Son audace pour satisfaire les besoins des nigériens en informations crédibles dans un espace démocratique en construction lui a valu des gloires et des déboires...Mais c'était son choix, ne rien lâcher lorsqu'il s'agit de défendre le droit à l'information. Et il a eu raison, car, une année après le lancement de sa Radio, Anfani devenait incontournable pour informer les nigériens sur la marche de notre démocratie. Un travail très ambitieux, ténu par des journalistes professionnels rompus à la tâche. L'édition " Anfani midi" en était une référence, une fierté pour les nigériens qui s'intéressent à la marche du pays. La période la plus difficile qu'il a vécu pour ceux qui se souviennent, qu'il a assumé avec courage, c'est l'irruption de l'armée dans la scène politique à travers le coup d'État du général Baré en 1996. Intrangigeant qu'il était, il choisi de ne pas courber l'échine, il faut absolument garder notre ligne disait il, mais multiplier de vigilance. Cet audace lui avait valu des brimades, des pressions, mais Gremah, en démocrate affirmé ne lâchait rien. Excédé, une nuit de Mars 1997, les nouveaux maîtres au pouvoir organisent une descente au siège de la Radio pour saccager le matériel, quel malheur !!!

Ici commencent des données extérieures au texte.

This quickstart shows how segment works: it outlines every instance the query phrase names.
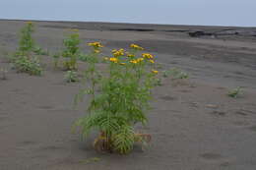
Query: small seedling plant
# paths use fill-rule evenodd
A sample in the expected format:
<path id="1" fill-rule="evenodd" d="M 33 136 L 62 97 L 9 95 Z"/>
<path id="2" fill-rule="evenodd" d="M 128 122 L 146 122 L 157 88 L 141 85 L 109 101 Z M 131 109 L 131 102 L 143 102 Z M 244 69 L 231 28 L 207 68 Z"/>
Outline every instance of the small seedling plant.
<path id="1" fill-rule="evenodd" d="M 39 76 L 42 74 L 42 68 L 39 58 L 33 53 L 34 41 L 32 36 L 33 31 L 33 24 L 28 22 L 21 30 L 18 51 L 10 59 L 17 72 Z"/>
<path id="2" fill-rule="evenodd" d="M 79 32 L 77 29 L 72 29 L 71 31 L 67 38 L 63 40 L 65 48 L 62 52 L 62 57 L 64 58 L 63 65 L 65 70 L 77 70 L 77 60 L 80 54 Z"/>
<path id="3" fill-rule="evenodd" d="M 1 80 L 7 80 L 7 69 L 4 69 L 4 68 L 0 68 L 0 79 Z"/>
<path id="4" fill-rule="evenodd" d="M 171 77 L 173 80 L 188 79 L 189 75 L 178 68 L 172 68 L 170 70 L 164 71 L 162 74 L 163 78 Z"/>
<path id="5" fill-rule="evenodd" d="M 98 69 L 102 61 L 99 42 L 89 43 L 92 52 L 88 55 L 85 80 L 89 88 L 82 89 L 76 97 L 78 102 L 85 94 L 91 95 L 88 114 L 75 123 L 83 136 L 93 130 L 99 135 L 94 146 L 100 151 L 129 153 L 135 142 L 147 145 L 148 134 L 136 133 L 136 124 L 147 124 L 151 92 L 156 85 L 159 71 L 155 70 L 152 54 L 142 53 L 143 48 L 131 44 L 130 49 L 112 50 L 112 56 L 104 57 L 106 69 Z M 99 65 L 101 66 L 101 65 Z M 101 70 L 101 72 L 100 72 Z"/>
<path id="6" fill-rule="evenodd" d="M 228 91 L 227 95 L 232 98 L 237 98 L 242 93 L 241 86 Z"/>
<path id="7" fill-rule="evenodd" d="M 75 71 L 67 71 L 67 73 L 65 75 L 65 81 L 67 83 L 79 82 L 78 73 Z"/>

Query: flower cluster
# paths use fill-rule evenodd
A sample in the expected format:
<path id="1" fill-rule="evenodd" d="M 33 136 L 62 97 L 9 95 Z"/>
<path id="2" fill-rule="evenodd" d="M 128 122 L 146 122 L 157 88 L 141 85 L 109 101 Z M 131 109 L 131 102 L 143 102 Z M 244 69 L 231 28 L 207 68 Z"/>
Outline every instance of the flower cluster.
<path id="1" fill-rule="evenodd" d="M 113 54 L 114 57 L 123 56 L 124 55 L 124 49 L 123 48 L 121 48 L 119 50 L 114 49 L 114 50 L 112 50 L 112 54 Z"/>
<path id="2" fill-rule="evenodd" d="M 154 58 L 154 56 L 152 54 L 149 54 L 149 53 L 143 53 L 142 56 L 144 58 L 147 58 L 147 59 L 153 59 Z"/>
<path id="3" fill-rule="evenodd" d="M 88 45 L 94 47 L 94 53 L 96 54 L 100 53 L 100 48 L 104 47 L 100 42 L 90 42 Z"/>
<path id="4" fill-rule="evenodd" d="M 135 57 L 134 54 L 131 54 L 131 53 L 129 53 L 129 52 L 126 53 L 126 56 L 129 57 L 129 58 L 133 58 L 133 57 Z"/>
<path id="5" fill-rule="evenodd" d="M 135 49 L 135 50 L 144 50 L 143 47 L 141 47 L 141 46 L 139 46 L 139 45 L 137 45 L 137 44 L 134 44 L 134 43 L 131 44 L 130 47 L 131 47 L 132 49 Z"/>
<path id="6" fill-rule="evenodd" d="M 141 63 L 144 61 L 144 58 L 138 58 L 138 59 L 133 59 L 130 61 L 130 63 L 133 63 L 133 64 L 138 64 L 138 63 Z"/>
<path id="7" fill-rule="evenodd" d="M 154 74 L 158 74 L 159 71 L 157 71 L 157 70 L 152 70 L 152 73 L 154 73 Z"/>
<path id="8" fill-rule="evenodd" d="M 118 62 L 118 59 L 115 58 L 115 57 L 111 57 L 111 58 L 109 58 L 109 61 L 110 61 L 110 62 L 113 62 L 113 63 L 117 63 L 117 62 Z"/>
<path id="9" fill-rule="evenodd" d="M 104 47 L 100 42 L 90 42 L 88 43 L 89 46 L 95 47 L 95 48 L 102 48 Z"/>

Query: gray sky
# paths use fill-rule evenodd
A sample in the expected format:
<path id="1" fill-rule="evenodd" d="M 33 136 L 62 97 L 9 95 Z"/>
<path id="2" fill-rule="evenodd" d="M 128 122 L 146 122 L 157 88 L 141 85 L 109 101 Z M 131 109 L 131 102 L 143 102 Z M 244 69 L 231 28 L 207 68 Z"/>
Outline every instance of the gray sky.
<path id="1" fill-rule="evenodd" d="M 1 19 L 256 27 L 256 0 L 0 0 Z"/>

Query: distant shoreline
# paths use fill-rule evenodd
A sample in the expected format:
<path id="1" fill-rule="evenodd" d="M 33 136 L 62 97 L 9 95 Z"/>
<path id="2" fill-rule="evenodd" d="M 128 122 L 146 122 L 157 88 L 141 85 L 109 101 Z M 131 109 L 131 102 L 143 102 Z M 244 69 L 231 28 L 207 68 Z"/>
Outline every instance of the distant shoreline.
<path id="1" fill-rule="evenodd" d="M 81 23 L 81 24 L 113 24 L 113 25 L 134 25 L 134 26 L 161 26 L 161 27 L 191 27 L 191 28 L 255 28 L 255 27 L 238 27 L 238 26 L 208 26 L 208 25 L 172 25 L 172 24 L 143 24 L 143 23 L 115 23 L 115 22 L 83 22 L 83 21 L 61 21 L 61 20 L 23 20 L 23 19 L 0 19 L 0 21 L 14 21 L 14 22 L 42 22 L 42 23 Z"/>

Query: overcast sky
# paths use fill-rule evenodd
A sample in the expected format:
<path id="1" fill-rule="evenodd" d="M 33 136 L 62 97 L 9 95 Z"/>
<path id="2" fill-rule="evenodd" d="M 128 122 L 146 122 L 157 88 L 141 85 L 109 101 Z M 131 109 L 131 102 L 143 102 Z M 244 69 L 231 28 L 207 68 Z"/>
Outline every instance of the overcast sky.
<path id="1" fill-rule="evenodd" d="M 0 18 L 256 27 L 256 0 L 0 0 Z"/>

Le lendemain, une foule compacte d'auditeurs en colère lui témoigne sa sympathie. En voulant taire par la violence la voix de la liberté d'expression, Baré avait renforcé son aura sur le plan national et international. Difficile désormais de soumettre une Radio de la dimension de Anfani, soutenue par les grandes démocraties mondiales. Pour autant, les dirigeants de l'époque n'en resteront pas là. Ils changent de stratégies, pourchassent les journalistes et le promoteur de la radio par des interpellations intempestives. C'était une période difficile, mais qu'il faut vivre pour la raconter aux plus jeunes journalistes. Qu'ils comprennent que la liberté de ton dont ils jouissent aujourd'hui n'a pas toujours été un long fleuve tranquille.
Des acteurs qui avaient choisi de défendre la démocratie par leurs interventions sur la radio avaient également subit le courroux des militaires au pouvoir. Je pense notamment à MOUSSA TCHANGARI, tabassé par des éléments de la garde présidentielle, puis enlevé pour une destination inconnue. SOULEY ADJI, lui également, enlevé nuitamment, tabassé et laissé pour mort par des militaires. ALI SABO, militants du FRDD (Front pour la Restauration De la Démocratie), sa maison avait été mitraillée..
ISSOUFOU MAHAMADOU, en guide qu'il était ne lâcha rien, soutenu par ses lieutenants dont les plus connus, BAZOUM MOHAMED, HASSOUMI MASSAOUDOU, HAMA AMADOU, avaient été des précieux animateurs des éditions "Anfani midi" par leurs interventions osées.
Gremah Boucar pouvait choisir le chemin de la lâcheté, quitter le navire de la démocratie pour chanter la dictature. Il ne l'avait pas fait, parce qu'il ne pouvait pas le faire, il était juste démocrate dans l'âme.
En 1999, après la chute du régime Baré, nous pensions que nos déboires sont derrières nous, oh non, le régime incarné par les dirigeants du MNSD ne supportait pas les voix dissonantes.
Moins virulent que le précédent régime, ils choisissent la pression fiscale et des recours judiciaires en vue d'influer sur la ligne éditoriale de l'organe.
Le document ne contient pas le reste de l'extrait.